SAVESPTR() saves a pointer value without touching refcounts, and so is suitable for use on a variable that holds an uncounted reference, or in some specific situations where everything that happens to a counted reference is known. It saves the current value of the argument variable, and upon unwinding the variable will be rewritten to contain the saved value. Show quoted text
>d) What does SAVEGENERICSV() do?
SAVEGENERICSV() is for use on a variable that holds a counted reference, and unfortunately its calling convention is a bit wonky. SAVEGENERICSV() not only saves the old scalar pointer value but also creates and holds a new counted reference to that scalar. The caller of SAVEGENERICSV() must then immediately write the correct scalar pointer into the variable (if it is not already correct) and increment its refcount. Upon unwinding, whatever scalar is then referenced by the variable has its refcount decremented, the old scalar pointer is written into the variable, and its refcount is also decremented. Show quoted text
>e) Why does PL_firstg/PL_secondgv need a new muteable GV in opposite to PL_defgv?
It's not necessary to write to PL_defgv because it is reliably initialised to refer to *_. There's only one *_ that matters, because code like "$_" refers to the one in the main package regardless of the locally selected package. PL_defgv is kept permanently pointing at the main *_ for everything to use. On the other hand, it's necessary to write to PL_firstgv because it would not otherwise be reliably set to refer to *a.
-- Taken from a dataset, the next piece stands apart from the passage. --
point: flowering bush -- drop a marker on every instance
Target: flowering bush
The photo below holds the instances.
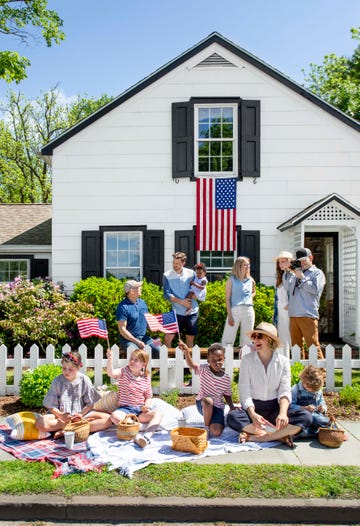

It's only set locally for a specific operation. Unlike *_, each package has its own *a, and code like "$a" refers to the one in the locally selected package. Things such as pp_sort and pairwise() have to look up the specific *a that the caller will be using. However, you could avoid having to save PL_firstgv by not using PL_firstgv at all. It's not necessary for you to put your *a reference into a global variable. You could put it in a variable that's internal to your code, though you would then have to handle passing your internal variable around yourself. (Everything said for PL_firstgv/*a also goes for PL_secondgv/*b.) Show quoted text
>f) Why is the gv_fetchpvs/SAVESPTR/SAVEGENERICSV/... missing in perlapi?
gv_fetchpvs() has just not been documented, which looks like an oversight. The SAVE*() macros are all undocumented, and it looks like they're not intended to be public API. Their function forms, save_sptr(), save_generic_svref(), et al, are listed as public API but are equally undocumented. It's not clear whether they're really intended as public API. Regrettably, a lot of the older parts of the API are undocumented in that manner. We're better at documenting new API functions, and we do gradually fix the old ones when the occasion arises. Please do open core tickets about missing API documentation that affects you, to provide the occasion. -zefram
@ZEFRAM: Sorry for replying late, $work stuff ... Reading #96343 back and forth and was really confused. I figured out that if(!GvSV(PL_defgv)) { gv_SVadd(PL_defgv); } sv_setsv_mg(GvSV(PL_defgv), args[i]); MULTICALL; seems at least doesn't complain anymore and the leak check seems to be satisfied either (beside the "undef $*" one - that complains that the SV of $_ is leaked now. Any opinion?
Sane parts are resolved, broken wishes are reverted. Fix with next release.